それから、合宿などにおける「主人公」は参加者なので、自分の立ち位置には気をつけています。必要に応じて空気のような存在になり、参加者が主体的に動きやすくなる環境づくりを心がけています。

大沼:どんな行動や発言においても、「主語を自分にする」ように心がけています。合宿や研修で、ファシリテーターとしてグループ代表や本部長などの言葉を参加者へ伝えることが多いのですが、「あの人が言ってるから」という伝え方にはしたくありません。
その言葉を自分自身が納得し、自分の言葉にできる状態になってから伝えるようにしています。「私はこう思う」「私はこうしたほうがいいと考えた」というふうに伝えるほうが、話を聴く側が否定も肯定もしやすくなり、対話が生まれると考えています。
コミュニケーションにおいて、相手も自分も大切にする関わり方を大事にすること、これを意識しています。
現場に根ざしたチームデザインの実践へ
今感じている課題と、これからやっていきたいことなどを教えてください。
黒澤:実質的に、時間と人手が足りていないのが現状であり、課題です。連絡や調整といった細かなタスク管理なども、もっと丁寧にやりたいのですが、ちょっと難しく感じているところです。
それから、場づくりでは自分の感覚に頼っている部分が大きくて、それだと限界があると感じています。今後場づくりのプロフェッショナルを参考にしたり、そういう場を見に行ったりするなど、学びを深める必要があると思っています。
もう一つ、「合宿や研修を実施して終了」ではなく、必要に応じて参加者にどのような変化があったかまでを追うこともやっていきたいと考えています。

大沼:私たちの業務は、一般的には外部のコンサルタントに委託するケースも多い領域です。外部の視点にも大きな価値がありますが、チームデザイン部はグループの内部にいる人間として場づくりを担っています。
内部で行う最大の強みは、組織の状況を深く知ることができる点にあると思っています。

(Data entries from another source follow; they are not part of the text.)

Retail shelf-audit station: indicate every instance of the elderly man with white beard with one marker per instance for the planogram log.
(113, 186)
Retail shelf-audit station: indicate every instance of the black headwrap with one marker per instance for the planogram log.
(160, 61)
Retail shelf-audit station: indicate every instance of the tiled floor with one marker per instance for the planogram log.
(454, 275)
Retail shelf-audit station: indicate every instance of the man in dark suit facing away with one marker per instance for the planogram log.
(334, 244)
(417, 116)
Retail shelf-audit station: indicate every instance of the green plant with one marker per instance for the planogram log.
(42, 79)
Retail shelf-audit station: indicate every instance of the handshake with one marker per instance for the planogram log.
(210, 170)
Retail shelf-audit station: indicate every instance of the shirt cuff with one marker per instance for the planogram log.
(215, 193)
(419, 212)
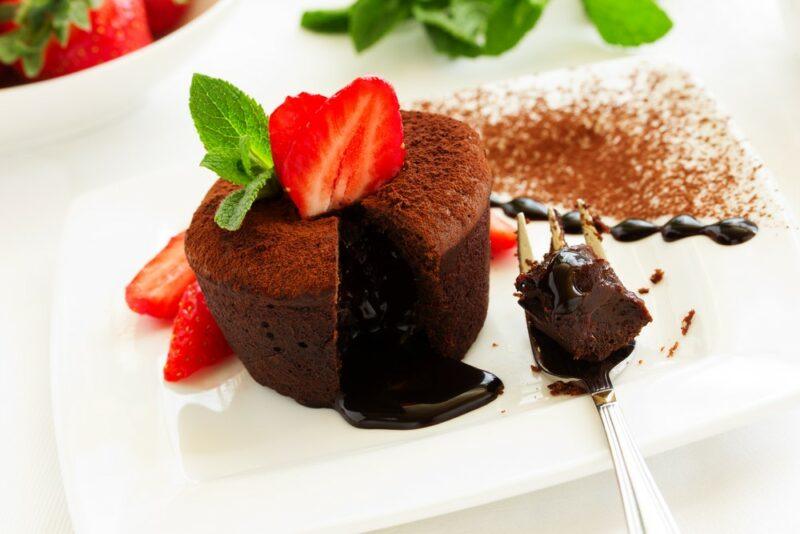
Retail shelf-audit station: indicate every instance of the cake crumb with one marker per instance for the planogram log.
(687, 322)
(572, 388)
(672, 349)
(657, 276)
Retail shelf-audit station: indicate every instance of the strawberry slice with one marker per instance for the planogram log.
(288, 121)
(158, 287)
(197, 341)
(502, 235)
(165, 16)
(351, 146)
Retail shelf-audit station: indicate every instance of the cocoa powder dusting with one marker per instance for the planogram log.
(645, 143)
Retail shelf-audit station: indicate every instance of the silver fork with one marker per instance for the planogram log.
(645, 508)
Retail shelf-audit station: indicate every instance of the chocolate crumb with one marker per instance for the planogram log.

現場に足を運び、会議やカンファレンスなどの空気を感じて、実際の職場における関係性を自分の目で確かめられる立場にあることは、大きなメリットです。
一方で、その強みを十分に生かしきれていないことが、今の課題です。本来であれば、もっと現場に足を運び、組織の現状を知ったうえで場を設計すべきだと感じています。人から聞いた情報だけに頼るのではなく、自分自身が見て、感じて、考える。そこからできることを行動に移していきたいと思っています。
より積極的に現場に関わり、内部にいるからこそできる場づくりを実践することが、今後の目標です。